Estos días muchas de las personas con las que cualquiera hablamos tiene la sensación de confundir el nudo en el pecho que crea la ansiedad con los síntomas del coronavirus. El virus tiene también la capacidad de contagiar sin llegar a tocarnos. Su sola existencia, la situación que ha provocado, tiene la fuerza suficiente como para incluir la angustia y la ansiedad como uno más de los síntomas de esta enfermedad que ha arrasado con los pilares básicos que conforman nuestra cómoda existencia.

El mayor porcentaje del encierro lo estamos ocupando en realizar juegos, ocupaciones, actuaciones y labores que ayuden a desatar el nudo. A olvidarnos de las angustias, incertidumbres y preocupaciones que liberen el pecho de su opresión. Pero de repente, cuando se baja la guardia, el jodido se hace marinero de entalingadura. Cualquier lectura, noticia o pensamiento puede hacer que los correajes se hagan fuertes. Cada uno tendrá sus propios temores y monstruos. Pero hay uno por encima de todos que parece especialmente cruel, morir en soledad.

'Han sido muchos los españoles que estos días han dejado la vida sin caricias'

En la serie "A dos metros bajo tierra", Nate, el hijo mayor de la familia, explica lo sano que es despedir como las familias sicilianas a nuestros seres queridos, llorando, gritando, de forma "sucia", antes que la forma aséptica, casi de disciplina militar, de la cultura imperante en EEUU. Este virus ha conseguido romper uno de los elementos fundacionales de la cultura española. El proceso de acompañamiento a la muerte de los seres queridos forma parte de nuestro acervo. Vivimos en una negación constante de la muerte, pero cuando alguien que amamos se acerca a su final necesitamos agarrarles la mano hasta que dejen de transmitir calor, de besar sus mejillas para que su último recuerdo sea una muestra de amor, que sea nuestra voz el último sonido que puedan escuchar en vez del frío pitido de cualquier maquinaria médica.
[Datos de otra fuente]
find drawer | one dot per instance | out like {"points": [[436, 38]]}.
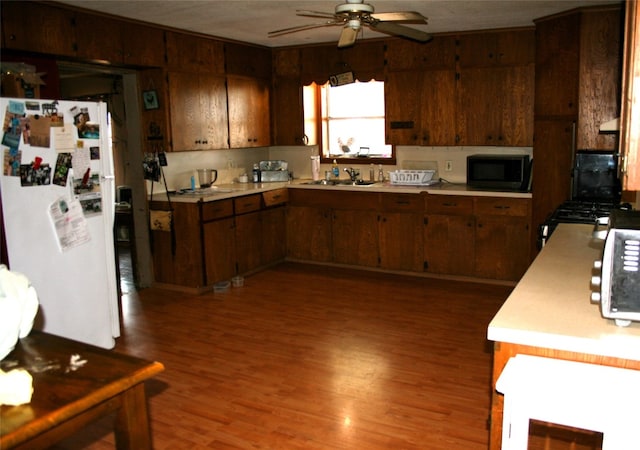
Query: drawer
{"points": [[455, 205], [502, 206], [275, 197], [247, 203], [402, 202], [217, 210]]}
Han sido muchos los españoles que estos días han dejado esta vida sin esas caricias. No hay nada que apriete más el nudo que pensar en todas esas familias que han tenido que despedirse de sus familiares por vídeollamada.

Para nuestra cultura despedir a nuestra gente después de muerta es imprescindible para poder sobrellevar el duelo. Ponerles flores, abrazar para acompañarnos. Llorar juntos. También para quienes durante años hemos creído que estamos por encima de esos ritos y ahora comprendemos lo necesario que es para quien lo necesita. Es tan importante ese duelo que puede hacer empatizar temporalmente hasta por la cultura luterana de la eficiencia y el pragmatismo cuando se argumenta con la crueldad que supone que los ancianos mueran solos. Porque morir solo, que nuestra gente muera sola, se ha convertido en uno de nuestros mayores temores.

'Solo quieren nuestros muertos para vendernos sus flores'

La sociopatía calvinista holandesa argumenta que es mejor dejar morir a los débiles y ancianos. Una aberración que reduce nuestras defensas morales al argumentarse con un dictado de compasividad: "La hospitalización es intrusiva y solitaria y no se admiten visitas de familiares porque están aislados". Es tal el temor al pensar en nuestros familiares queridos solos y con el miedo a morir ingresados sin posibilidad de despedirse, que hasta se pueden derribar nuestras convicciones y preferir que mueran con nosotros a darles una oportunidad de sobrevivir. Un miedo atávico que rápidamente se pasa al ver cómo los Países Bajos tienen una cultura eugenésica inaceptable para nuestro entorno. Sirva de aprendizaje al sur de Europa que una cultura que prefiere dejar morir a sus ancianos no va a tener demasiada compasión con nuestras necesidades. Solo quieren nuestros muertos para vendernos sus flores.

El nudo me ha dejado sin casi un hálito hasta este párrafo. Expresar todos los miedos negro sobre blanco son la manera que tengo de intentar desatar el mío. No estamos bien, estamos regular, mal. O muy mal. Y no pasa nada.